An epidemiologist and a member of the Cancer Prevention and Control Program, Burch has extensive experience studying the relationship between circadian rhythms (i.e., an individual’s naturally occurring sleep-wake cycle during a 24-hour period) and cancer. As principal investigator for the R01 project, he will use a biobehavioral case-control design to determine whether the disruption of circadian rhythms and sleep is associated with inflammation or colorectal adenoma formation.
Adenomas are benign tumors that have the potential to become malignant and account for 85 to 90 percent of colorectal cancer cases. Colonoscopies can detect adenomas before they become cancerous; however, screening rates are low – despite colorectal cancer’s status as one of the most common and deadly forms of cancer in the United States. Further, Burch and others’ previous research has identified disparities in both screening and mortality rates for colorectal cancer, with African Americans disproportionately affected.
Also based on previous research, Burch and his team know that gastrointestinal inflammation and circadian rhythm disruptions intersect as risk factors for colorectal cancer.

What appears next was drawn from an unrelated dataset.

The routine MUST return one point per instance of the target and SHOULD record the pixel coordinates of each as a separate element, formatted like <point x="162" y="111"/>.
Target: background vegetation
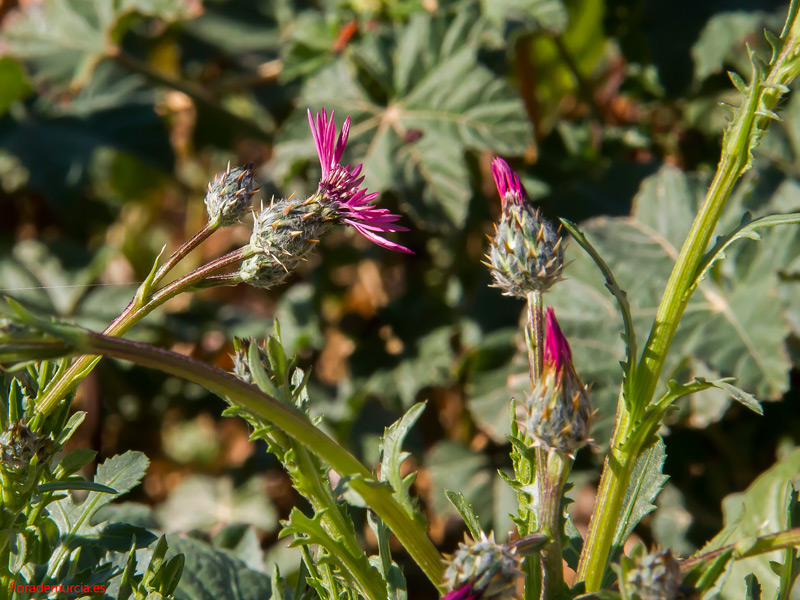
<point x="115" y="115"/>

“A pro-inflammatory diet and physical inactivity can induce chronic GI inflammation,” Burch says. “Further, sleep loss can disrupt diet and exercise, and it is associated with elevated inflammation mediators.”

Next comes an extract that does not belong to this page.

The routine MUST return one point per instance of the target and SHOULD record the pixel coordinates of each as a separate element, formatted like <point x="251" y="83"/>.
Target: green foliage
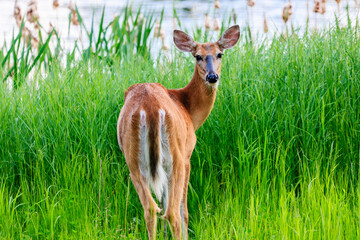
<point x="278" y="157"/>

However, these factors are modifiable and therefore have the potential to decrease the risk of colorectal cancer if appropriately addressed. Their goal with this study is to better understand these modifiable risk factors in order to improve colorectal cancer prevention. If his research hypotheses are supported, then strategies to improve sleep or normalize circadian rhythm disruption (e.g., using tactics employed by night workers) may help prevent the development of colorectal and possibly other forms of cancer.
Individuals who participate in shiftwork are particularly vulnerable to circadian disruption and sleep loss. Building on previous studies, such as one that examined health factors among nurses engaged in shiftwork, this project will investigate elements commonly associated with shiftwork (e.g., poorly timed light exposures, poor sleep, excessive stress) and its adverse effects (e.g., sleep loss, fatigue, immune and endocrine dysregulation, aberrant DNA methylation) that increase the risk of colorectal and other cancers.
For his National Institute of Justice project, Burch and John Violanti, a police stress expert at the University of Buffalo (The State University of New York), will work as co-principal investigators to examine shiftwork adaptation and health in another context: law enforcement. Together, the researchers will determine whether shiftwork, overtime hours or secondary jobs predict adverse changes in metabolic, neurological, epigenetic and immune health indicators. They will also survey officers to better understand their strategies for adapting to the challenges of shiftwork, overtime, etc. Using this information, the researchers will identify beneficial and detrimental adaptation approaches among the participants in order to develop recommendations for adapting to atypical work hours and other work factors that impact those health indicators over time.
“Law enforcement personnel serve a vital role by maintaining safety and order, yet they suffer disproportionately from increased risks for cancer and other major chronic diseases,” Burch says. “Their irregular work hours can elicit stress-related pathophysiological effects so our goal with this study is to better understand the factors that predispose them to adverse health outcomes in order to develop effective disease prevention strategies for this high-risk population.”